CASE STUDY — MINT MOBILE

Enabling In-App Plan Purchase

Mint Mobile is a prepaid wireless carrier that sells plans direct to consumers. This project was about enabling plan purchase inside their native app.

ROLE

PLATFORM

Product Design Lead —
shaped scope, structure, & UI

TEAM

iOS

SCOPE

Product, Marketing, Engineering

End-to-end flow design

DURATION

7 months

01 — THE PROBLEM

The gap between intent and conversion.

The app handled activation and account management. Users who opened it ready to buy had to leave and finish on the web, which was friction at the worst possible moment.

The Opportunity

1,000+ users per day opened the app ready to buy.

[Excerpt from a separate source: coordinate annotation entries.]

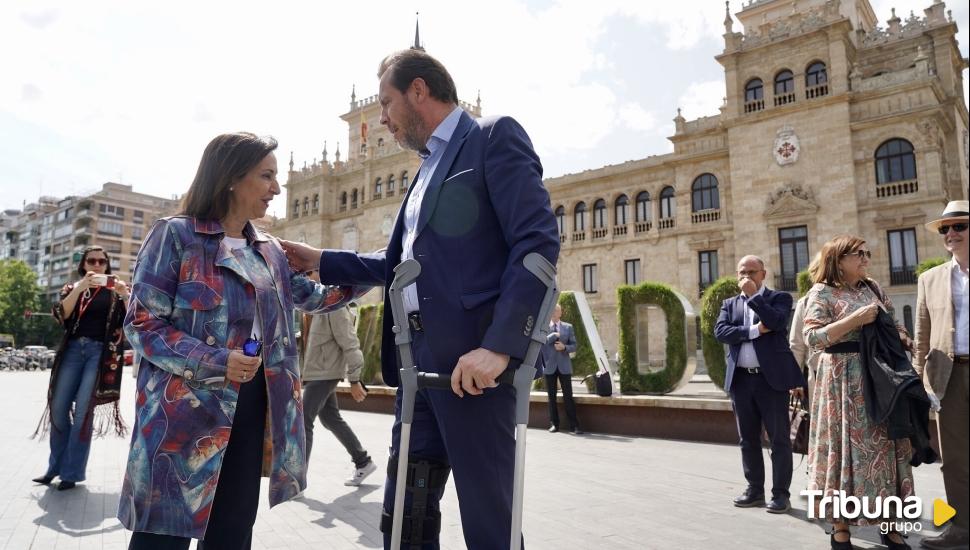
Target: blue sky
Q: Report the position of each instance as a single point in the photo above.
(109, 90)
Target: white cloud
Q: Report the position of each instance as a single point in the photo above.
(146, 86)
(702, 99)
(637, 118)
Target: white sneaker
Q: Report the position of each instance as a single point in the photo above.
(360, 474)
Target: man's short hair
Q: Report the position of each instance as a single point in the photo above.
(406, 65)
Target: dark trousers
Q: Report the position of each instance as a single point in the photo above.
(953, 426)
(757, 404)
(566, 382)
(320, 401)
(237, 493)
(475, 434)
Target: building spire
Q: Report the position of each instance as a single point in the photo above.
(417, 33)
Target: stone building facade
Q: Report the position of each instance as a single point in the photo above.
(830, 124)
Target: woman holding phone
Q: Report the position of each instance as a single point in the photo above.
(211, 320)
(87, 368)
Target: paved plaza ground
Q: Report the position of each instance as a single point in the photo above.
(582, 492)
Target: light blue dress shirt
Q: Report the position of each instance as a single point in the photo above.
(961, 308)
(436, 146)
(747, 358)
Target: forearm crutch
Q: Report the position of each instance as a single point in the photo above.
(411, 380)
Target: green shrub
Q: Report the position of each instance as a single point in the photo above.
(370, 322)
(711, 301)
(928, 264)
(664, 381)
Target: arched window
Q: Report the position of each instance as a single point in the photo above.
(667, 203)
(784, 82)
(704, 194)
(579, 217)
(643, 213)
(754, 90)
(561, 219)
(599, 214)
(815, 75)
(895, 161)
(620, 208)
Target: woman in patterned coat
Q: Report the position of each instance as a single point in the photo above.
(847, 451)
(210, 420)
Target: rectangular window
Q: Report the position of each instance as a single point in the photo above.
(111, 210)
(632, 268)
(707, 265)
(110, 228)
(902, 257)
(590, 282)
(793, 244)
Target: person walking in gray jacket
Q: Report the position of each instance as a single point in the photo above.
(332, 351)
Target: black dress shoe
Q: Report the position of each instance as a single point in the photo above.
(778, 505)
(891, 544)
(43, 480)
(750, 498)
(840, 544)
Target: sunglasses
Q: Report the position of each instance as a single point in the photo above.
(957, 227)
(867, 254)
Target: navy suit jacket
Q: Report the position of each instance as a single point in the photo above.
(553, 360)
(484, 210)
(778, 364)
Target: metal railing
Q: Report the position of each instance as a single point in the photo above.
(902, 275)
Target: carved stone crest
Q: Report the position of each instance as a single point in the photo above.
(786, 147)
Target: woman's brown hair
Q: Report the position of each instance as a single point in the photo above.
(225, 161)
(826, 270)
(82, 271)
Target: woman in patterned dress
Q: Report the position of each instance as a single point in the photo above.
(847, 451)
(210, 419)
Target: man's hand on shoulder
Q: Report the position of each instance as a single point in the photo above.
(477, 370)
(300, 256)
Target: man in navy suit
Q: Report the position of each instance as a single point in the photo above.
(761, 370)
(476, 208)
(558, 367)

None of them could complete a purchase.

The Goal

Give people a way to do what they were already trying to do. Purchase a plan without leaving the app.

02 — STRATEGY

1,000 users a day, but none could buy a plan.

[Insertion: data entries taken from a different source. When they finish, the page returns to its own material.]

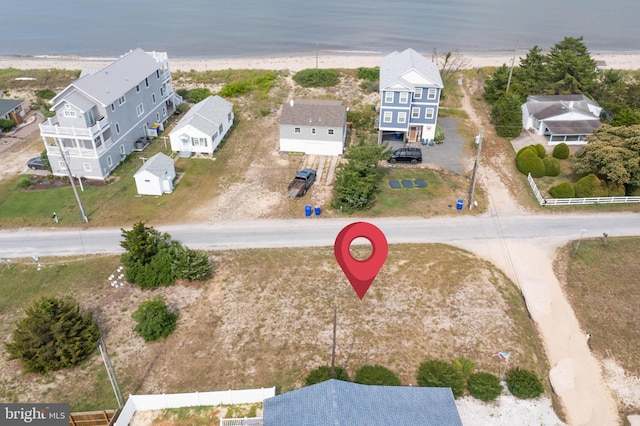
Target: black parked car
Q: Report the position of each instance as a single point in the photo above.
(408, 155)
(36, 164)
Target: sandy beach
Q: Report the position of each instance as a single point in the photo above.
(294, 63)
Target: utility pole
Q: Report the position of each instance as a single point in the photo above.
(73, 184)
(478, 140)
(513, 61)
(333, 348)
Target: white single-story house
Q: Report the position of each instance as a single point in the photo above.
(156, 175)
(203, 127)
(313, 126)
(561, 118)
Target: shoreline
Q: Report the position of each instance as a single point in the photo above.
(620, 60)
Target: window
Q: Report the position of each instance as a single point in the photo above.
(428, 113)
(199, 141)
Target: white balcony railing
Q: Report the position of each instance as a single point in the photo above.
(52, 128)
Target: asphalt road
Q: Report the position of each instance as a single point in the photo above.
(313, 231)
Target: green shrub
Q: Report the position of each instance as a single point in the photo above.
(323, 373)
(197, 95)
(524, 383)
(465, 365)
(551, 166)
(24, 182)
(45, 93)
(541, 152)
(591, 186)
(437, 373)
(369, 74)
(561, 151)
(484, 386)
(376, 375)
(616, 189)
(317, 78)
(55, 334)
(528, 162)
(154, 320)
(562, 190)
(6, 124)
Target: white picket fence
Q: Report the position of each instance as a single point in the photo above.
(193, 399)
(577, 201)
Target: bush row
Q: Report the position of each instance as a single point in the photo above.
(458, 375)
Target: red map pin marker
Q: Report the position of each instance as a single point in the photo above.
(361, 273)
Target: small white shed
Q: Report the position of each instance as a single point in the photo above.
(156, 175)
(203, 127)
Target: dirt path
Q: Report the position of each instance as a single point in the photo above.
(576, 375)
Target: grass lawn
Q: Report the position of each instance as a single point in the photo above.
(265, 319)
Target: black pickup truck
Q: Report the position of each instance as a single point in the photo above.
(301, 183)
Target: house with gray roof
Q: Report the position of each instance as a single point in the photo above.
(100, 117)
(203, 127)
(561, 118)
(336, 402)
(313, 126)
(410, 88)
(12, 109)
(156, 175)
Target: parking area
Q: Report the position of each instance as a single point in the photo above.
(450, 155)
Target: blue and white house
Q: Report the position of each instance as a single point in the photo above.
(410, 88)
(102, 117)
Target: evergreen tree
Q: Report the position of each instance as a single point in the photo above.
(571, 68)
(55, 334)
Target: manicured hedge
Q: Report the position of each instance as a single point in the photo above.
(563, 190)
(561, 151)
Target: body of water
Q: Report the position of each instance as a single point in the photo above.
(243, 28)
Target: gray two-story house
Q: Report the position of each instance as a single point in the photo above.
(410, 88)
(103, 116)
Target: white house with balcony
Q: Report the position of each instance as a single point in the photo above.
(100, 116)
(410, 88)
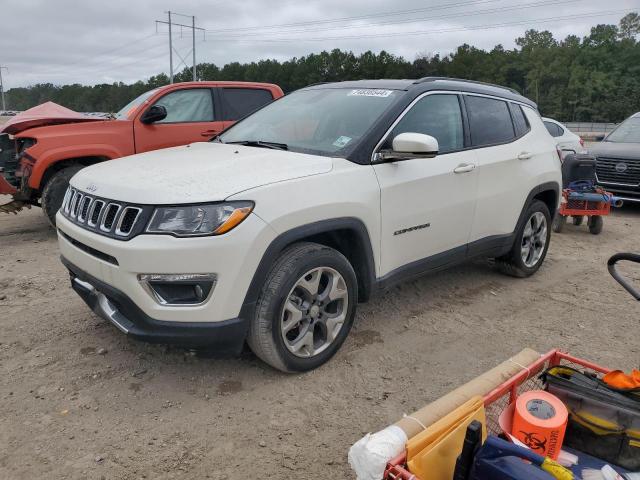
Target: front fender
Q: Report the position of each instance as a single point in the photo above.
(48, 158)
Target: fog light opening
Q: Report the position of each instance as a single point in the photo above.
(183, 289)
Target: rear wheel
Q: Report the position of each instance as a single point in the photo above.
(595, 224)
(306, 308)
(531, 243)
(54, 190)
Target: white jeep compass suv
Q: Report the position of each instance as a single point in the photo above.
(272, 232)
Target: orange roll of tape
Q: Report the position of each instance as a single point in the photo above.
(540, 421)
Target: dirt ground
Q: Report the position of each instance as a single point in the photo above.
(80, 400)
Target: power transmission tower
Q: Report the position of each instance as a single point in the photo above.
(193, 28)
(4, 106)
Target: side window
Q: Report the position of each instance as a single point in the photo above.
(189, 105)
(519, 120)
(553, 129)
(489, 121)
(238, 102)
(436, 115)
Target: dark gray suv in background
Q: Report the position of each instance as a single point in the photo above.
(618, 160)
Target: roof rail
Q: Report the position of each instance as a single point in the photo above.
(433, 79)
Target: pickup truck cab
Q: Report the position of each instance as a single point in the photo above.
(37, 163)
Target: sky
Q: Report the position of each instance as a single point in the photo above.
(91, 41)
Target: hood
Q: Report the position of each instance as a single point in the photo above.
(616, 150)
(48, 113)
(200, 172)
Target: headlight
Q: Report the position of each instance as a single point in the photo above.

The logged-out app state was self-contained enough to introduce purchase without touching complex post-login systems.

Native meant we could support eSIM compatibility and coverage checks upfront. This wasn't just a UX enhancement. It was turning the app into a real acquisition surface.

Value

  • Low-impact area to introduce change

  • Faster native purchase experience

Risk

  • Assumed app users were ready to buy

  • Risk of pulling users off the free trial path

RESEARCH & INPUTS

Entry points should support different intent levels. Education and purchase can coexist. Plan selection works best with clear hierarchy.

Key Market Insights

03 — APPROACH

Building the brief together.

Work like this would typically come to design as a finished brief. I pushed for something different. Before any screens were designed, I brought the cross-functional team together to co-create the wireframe brief, align on success criteria, and pressure-test decisions at every phase.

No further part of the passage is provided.